I started by searching for
‘“electricity production”’ at Yahoo. I got three sites, which didn’t supply any
relevant data. I thought, there must be any statistics about this topic. So I
searched for ‘electricity +statistic’
and found a category called “Government: U.S. Government: Statistics”
containing all statistics drawn up for or by the U.S. Government or other
administrations. Then, I visited the
“Center for Environmental Statistics”, where I found no survey about this
topic. But the 'Energy Information Administration' had a quite
interesting statistic about the “U.S. Energy Flow”, saying that the
renewable sources produced in 1996 were 7.06 Quadrillion Btu (U.S. usage of
quadrillion, that means 7,060,000,000,000,000; Btu is an abbreviation for
“British thermal unit”). The figure of 1996 was the latest one.
This search took me 27 minutes.
The case studies (4.3 and 4.4) have
shown, that even complicated questions can be answered with the help of the
Internet. This is interesting with regard to the requirements one need to
access the “World Wide Web” (the
totality of all sites, also WWW). A computer, a modem, telephone connection, an
Internet provider are just enough to get information at any time. A lot of
answers and solutions are waiting to be found in the Internet. The only problem
is to locate them. Searching with an imprecise, ambiguous keyword in the WWW is
like searching for a certain plant and only knowing, that it grows in the
jungle. In order to find relevant information one must know exactly what to
look for. Besides that a certain search strategy should be used to find the
To sum up in a few words, the
Internet provides information on nearly every topic with the help of an
efficient search strategy. Without a search strategy, one can spend his whole
life searching for an answer but not finding it.
The presented search strategy might
not work for every question, but for many.
To improve it, I added an advanced search strategy (4.6). The two case studies can illustrate the
problem, but they are not representative for all searches. I think the Internet
also leaves a lot of questions open. In my opinion, the Internet is more a
fast, large library than an all-embracing one or an indigestible data flow.
Advanced search strategy, without search services
Nearly all search-engines look for
relevant information on the homepages of the Internet. But there are also other
sources full of answers:
Newsgroups are forums, where
people e-mail their opinions on the newsgroup topic. Their mails can be read by
every participant of that forum. There are more than ten thousand newsgroups
discussing many different topics (“Liszt – the mailing list directory” helps to
find a newsgroup on a certain topic). There are already services, which search
through all newsgroups for a keyword (like “Dejanews”).
FAQ-archives contain answers
to Frequently Asked Questions (FAQ) on a certain topic.

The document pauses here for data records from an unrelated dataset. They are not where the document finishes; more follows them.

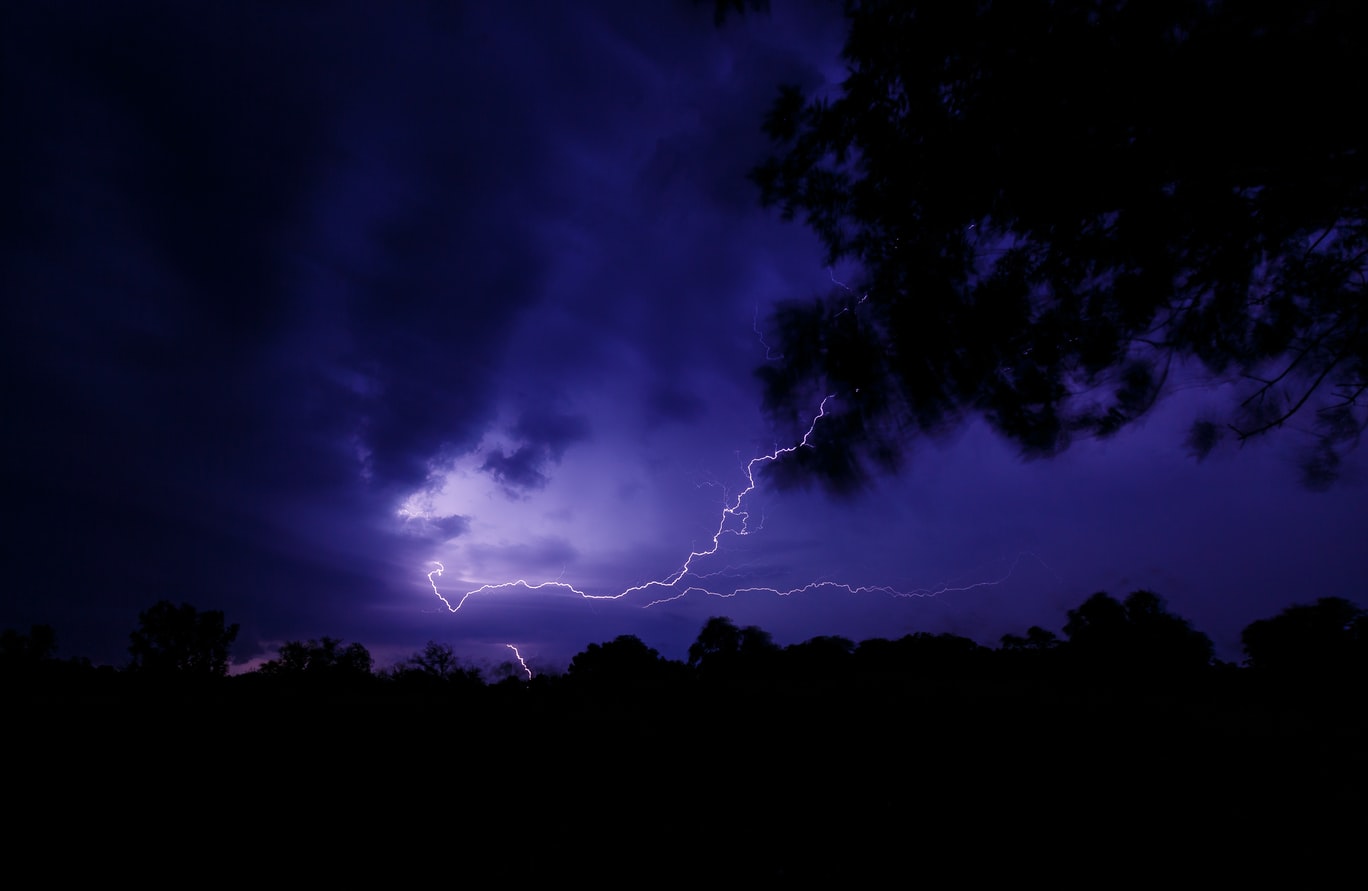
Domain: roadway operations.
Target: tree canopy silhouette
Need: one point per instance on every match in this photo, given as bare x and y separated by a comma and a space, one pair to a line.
181, 641
1055, 207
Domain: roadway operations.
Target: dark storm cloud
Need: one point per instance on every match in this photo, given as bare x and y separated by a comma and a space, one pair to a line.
439, 528
259, 264
668, 404
543, 437
517, 470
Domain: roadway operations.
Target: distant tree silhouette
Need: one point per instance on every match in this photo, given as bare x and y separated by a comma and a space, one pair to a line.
320, 659
724, 650
1041, 234
28, 650
435, 663
181, 641
1136, 635
718, 639
624, 661
1329, 637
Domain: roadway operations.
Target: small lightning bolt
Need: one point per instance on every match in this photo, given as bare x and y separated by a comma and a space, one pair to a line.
520, 660
733, 520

One can search for a special archive at the
Usenet Hypertext FAQ Archive Search.
Files, comprising information,
can be downloaded from FTP-servers. To locate relevant files, Archie-systems
(search-service for ftp-directories) can be used (like ArchiePlexForm).
The Internet user has also
access to huge databases of nearly every topic. To find these databases, search
services should be used.
If a sufficient answer was still not
found, the question should be asked in a related newsgroup. The last possible
step is to create an own homepage, stating the question clearly and to hope for
outlook into the future
The future development of the
Internet must be seen under three aspects. On the one hand, the WWW grows
permanently, as more and more companies and people are going online. But as the
Internet contains more information, searching for certain information becomes
more difficult. On the other hand, the technical infrastructure is improved for
the growth of the WWW (e.g. ATM – asynchronous transmission mode ). So,
information is transmitted faster.
I’m convinced, that the third aspect
is the most important one. Software companies and other programmers have
realised, that the search services must be improved to allow a fast access to
the Internet. There are already projects inventing search services with
“artificial intelligence”, which would simplify the dialogue between man and
computer. This dialogue is the greatest problem of recent search services.